I changed my WordPress account information, my User information and my Gravatar information. Don’t forget to update any self-identifying information on your site (i.e.: links to your social accounts and resume details). Not until I was halfway through this post did it occur to me I had to update all this stuff. I purchased the domain months beforehand, but had to set it as my primary domain. I’d been slowly letting other domains with my maiden name expire, and kept just one of those.

Medical

Insurance
Do before: Change your name and email address

It might seem weird that medical information was an afterthought, but it was the calendar reminder about my dentist appointment that set off this chain of events. I was able to change my email address on my own my logging into my health insurance provider’s site. Because I use my husband’s insurance (we were sharing pre-marriage), he had to file the request to the company to change my name and issue me new cards. We also have a vet, emergency vet and pet insurance. I never would have thought to update my information there, but we happened to need all three shortly after I changed my name, so all of that needed to be updated. Those didn’t require any proof or paperwork.

Doctors
Do before: Change your name (and your email address, if your doctors keep that on file). Change your insurance information.
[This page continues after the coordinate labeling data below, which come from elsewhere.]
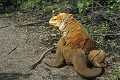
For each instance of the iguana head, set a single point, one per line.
(59, 19)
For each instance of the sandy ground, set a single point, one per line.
(20, 48)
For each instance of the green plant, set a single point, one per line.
(116, 72)
(83, 4)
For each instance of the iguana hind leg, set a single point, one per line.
(97, 57)
(59, 59)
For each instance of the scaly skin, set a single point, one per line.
(76, 47)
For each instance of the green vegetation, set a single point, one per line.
(116, 72)
(99, 17)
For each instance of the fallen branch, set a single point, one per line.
(105, 34)
(41, 57)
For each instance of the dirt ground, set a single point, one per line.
(21, 47)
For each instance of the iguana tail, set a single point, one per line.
(79, 62)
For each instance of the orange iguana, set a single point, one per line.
(76, 47)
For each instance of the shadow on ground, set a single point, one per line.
(13, 76)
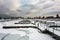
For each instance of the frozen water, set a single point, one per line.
(21, 33)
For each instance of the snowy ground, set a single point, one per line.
(21, 33)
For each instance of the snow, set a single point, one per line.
(21, 33)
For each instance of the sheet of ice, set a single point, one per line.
(22, 34)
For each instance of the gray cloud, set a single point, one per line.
(26, 8)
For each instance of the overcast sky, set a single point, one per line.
(29, 7)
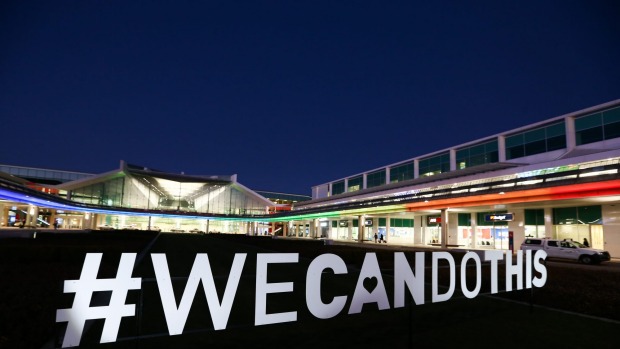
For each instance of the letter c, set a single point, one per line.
(313, 286)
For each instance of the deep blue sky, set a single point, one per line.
(289, 94)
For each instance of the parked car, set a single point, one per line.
(566, 249)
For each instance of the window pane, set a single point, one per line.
(515, 152)
(555, 143)
(534, 135)
(590, 135)
(535, 147)
(612, 130)
(556, 130)
(587, 122)
(514, 141)
(612, 115)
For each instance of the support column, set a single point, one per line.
(313, 228)
(453, 164)
(474, 230)
(453, 228)
(418, 237)
(517, 227)
(571, 140)
(33, 214)
(360, 228)
(444, 228)
(549, 233)
(501, 149)
(349, 230)
(3, 216)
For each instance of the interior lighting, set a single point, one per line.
(530, 182)
(598, 173)
(473, 190)
(560, 178)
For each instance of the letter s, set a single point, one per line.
(541, 268)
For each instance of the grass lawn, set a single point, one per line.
(34, 269)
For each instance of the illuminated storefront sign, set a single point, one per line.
(434, 220)
(501, 217)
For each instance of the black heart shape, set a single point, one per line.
(370, 283)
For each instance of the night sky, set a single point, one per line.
(289, 94)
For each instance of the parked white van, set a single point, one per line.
(566, 249)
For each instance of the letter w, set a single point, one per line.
(201, 271)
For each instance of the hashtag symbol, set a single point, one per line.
(83, 288)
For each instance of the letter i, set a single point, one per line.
(528, 268)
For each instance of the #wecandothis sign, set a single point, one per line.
(528, 268)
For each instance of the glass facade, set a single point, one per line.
(435, 165)
(149, 192)
(375, 179)
(355, 183)
(338, 188)
(598, 127)
(401, 172)
(479, 154)
(577, 215)
(535, 223)
(536, 141)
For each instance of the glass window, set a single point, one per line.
(540, 140)
(401, 172)
(435, 165)
(355, 183)
(338, 188)
(598, 126)
(375, 179)
(477, 155)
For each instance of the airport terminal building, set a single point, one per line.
(556, 178)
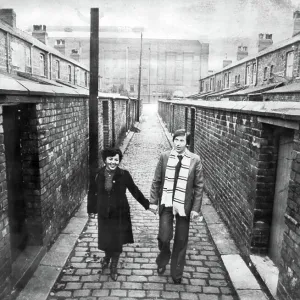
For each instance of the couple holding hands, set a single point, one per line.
(176, 191)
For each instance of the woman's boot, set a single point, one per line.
(105, 261)
(114, 267)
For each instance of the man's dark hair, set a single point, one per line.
(110, 152)
(182, 132)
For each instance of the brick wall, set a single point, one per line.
(54, 158)
(3, 51)
(119, 120)
(283, 97)
(239, 154)
(289, 270)
(62, 140)
(25, 58)
(5, 255)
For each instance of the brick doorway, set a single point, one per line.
(14, 177)
(283, 171)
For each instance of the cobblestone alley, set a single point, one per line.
(205, 277)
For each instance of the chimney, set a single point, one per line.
(242, 52)
(75, 54)
(8, 16)
(40, 33)
(226, 62)
(264, 41)
(296, 29)
(60, 45)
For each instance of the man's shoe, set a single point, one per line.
(104, 263)
(161, 270)
(177, 281)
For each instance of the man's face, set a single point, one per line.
(180, 144)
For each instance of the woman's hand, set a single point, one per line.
(153, 208)
(196, 216)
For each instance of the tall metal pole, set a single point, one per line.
(149, 99)
(93, 101)
(140, 75)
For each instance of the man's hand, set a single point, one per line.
(195, 215)
(153, 208)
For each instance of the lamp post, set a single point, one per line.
(149, 100)
(139, 84)
(93, 102)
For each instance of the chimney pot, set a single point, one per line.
(75, 54)
(39, 32)
(226, 62)
(264, 41)
(8, 16)
(296, 28)
(242, 52)
(60, 46)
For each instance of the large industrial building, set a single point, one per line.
(169, 67)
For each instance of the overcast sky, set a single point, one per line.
(205, 20)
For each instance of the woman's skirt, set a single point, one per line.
(114, 232)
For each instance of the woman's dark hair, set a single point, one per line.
(182, 132)
(109, 152)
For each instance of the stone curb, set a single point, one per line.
(243, 280)
(40, 284)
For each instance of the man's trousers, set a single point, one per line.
(165, 235)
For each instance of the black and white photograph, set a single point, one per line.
(150, 149)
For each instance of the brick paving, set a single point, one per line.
(205, 277)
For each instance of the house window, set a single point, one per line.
(265, 73)
(225, 80)
(248, 75)
(69, 73)
(289, 64)
(42, 64)
(228, 79)
(85, 78)
(271, 71)
(57, 68)
(202, 86)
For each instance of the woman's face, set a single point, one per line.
(112, 162)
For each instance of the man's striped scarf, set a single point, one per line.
(179, 194)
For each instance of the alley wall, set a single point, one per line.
(239, 147)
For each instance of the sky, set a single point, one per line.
(222, 23)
This was a mostly hassle-free process, and none of my doctors required paperwork to process the request. Sometimes I notified the scheduler when I called to make or confirm an appointment. Sometimes I just showed up for an appointment and made the change there. I updated the information with my primary doctor, eye doctor, dermatologist and gynecologist. I hit just one obstacle: I showed up to an x-ray appointment I’d scheduled under my married name. But the office entered me under my maiden name because I’d been there several years before. It took them 30 minutes to realize I did, in fact, have an appointment there.

Odds and ends

Netflix, Hulu, Spotify, Etsy: These are all pretty simple. Just update your email address and payment information.

Student loans, retirement account, pet microchip: These were a pain in the butt. All three required me to send (or fax – who has a fax machine?!) a letter that included a copy of my new Social Security card. I got no response to these letters. One day I just logged in and my account information was updated. It took a solid month to see these changes reflected on the respective accounts.

Summary

All said and done, this took me about four months – mostly because it took me awhile to stumble across accounts I don’t use often. Hopefully this guide can make someone else’s name change a little more efficient.